Drinking and Driving and You

Legislation in relation to drinking and driving has been in place for many years – the necessity of legislating against drinking alcohol and driving has achieved wide acceptance in the community.

However many drivers still remain ignorant of the precise powers in which the police have to request specimens of breath. Others mistakenly believe that if they have not been driving (or have consumed alcohol after driving) they do not have to provide specimens of breath or that, if they do, it is better to refuse as any such specimens would not be accurate.

This is to misunderstand the law.

A police officer has the right to request the driver of a motor vehicle to provide him with a specimen of breath if he suspects that person has consumed alcohol. A small road side screening device is used; if the drivers breath specimen contains alcohol above the permitted level the driver will be arrested and taken to a police station where more accurate specimens that may be used in Court proceedings can be taken from him.

If a driver refuses to provide a roadside specimen the police officer concerned is entitled in any event to arrest him and take him to a police station. The specimens provided at the police station are those which are crucial which are used in any subsequent court proceedings.

Samples provided to any Essex police station are taken by a machine called an intoximeter which is programmed to give an accurate reading of the suspects level of alcohol.

If the suspect has been arrested lawfully then, upon request by a police officer to provide two specimens on the intoximeter, he or she must comply – failure to do so amounts, unless there is a reasonable excuse, to an offence of failing to provide. There may be a reasonable failure to provide where, for example, the suspect suffers from shortness of breath caused by severe asthma. In those circumstances, the police may invite the suspect to provide either blood or urine samples. Here it is the police officers decision rather than that of the person concerned and almost invariably the police will request samples of blood.

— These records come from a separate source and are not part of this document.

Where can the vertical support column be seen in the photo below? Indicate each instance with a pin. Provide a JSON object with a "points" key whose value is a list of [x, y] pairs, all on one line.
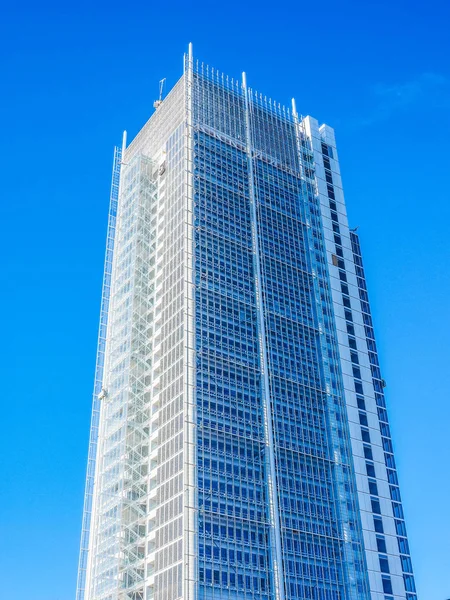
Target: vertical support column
{"points": [[83, 580], [274, 516], [356, 582], [190, 493]]}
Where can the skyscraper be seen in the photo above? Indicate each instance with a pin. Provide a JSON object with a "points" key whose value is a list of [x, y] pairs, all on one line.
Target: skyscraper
{"points": [[240, 445]]}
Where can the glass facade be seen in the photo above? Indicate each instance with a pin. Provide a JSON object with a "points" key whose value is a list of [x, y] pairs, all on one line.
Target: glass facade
{"points": [[229, 462]]}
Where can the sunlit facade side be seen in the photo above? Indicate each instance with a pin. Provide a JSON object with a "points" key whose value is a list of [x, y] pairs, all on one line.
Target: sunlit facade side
{"points": [[240, 445]]}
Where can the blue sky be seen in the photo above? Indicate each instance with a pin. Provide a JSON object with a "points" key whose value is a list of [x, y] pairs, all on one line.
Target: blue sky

Individuals who have not been driving at all, or who may have consumed alcohol after driving but before the arrest, may (wrongly) feel that it is better not to provide specimens of breath at all. The position is it is almost always better to provide specimens of breath at the police station and later to challenge any allegation of driving with excess alcohol (by use of evidence as to the true position) than it is to fail to provide specimens of breath in the first place. The only defence open to somebody who fails to provide specimens is that it was reasonable for him to fail to do so.

Refusal by a person who simply thought that the provision of specimens was ‘unnecessary’ or ‘wrong’ will not be considered by the courts to be a ‘reasonable’ excuse; a conviction for failing to provide specimens of breath for analysis will inevitably follow in such circumstances.

The courts’ approach to the offence of failing to provide specimens of breath for analysis is to regard it as a form of driving with excess alcohol (which it is) but to regard it as an aggravated form, that is to say to treat it even more seriously than the simple of offence of driving with excess alcohol itself.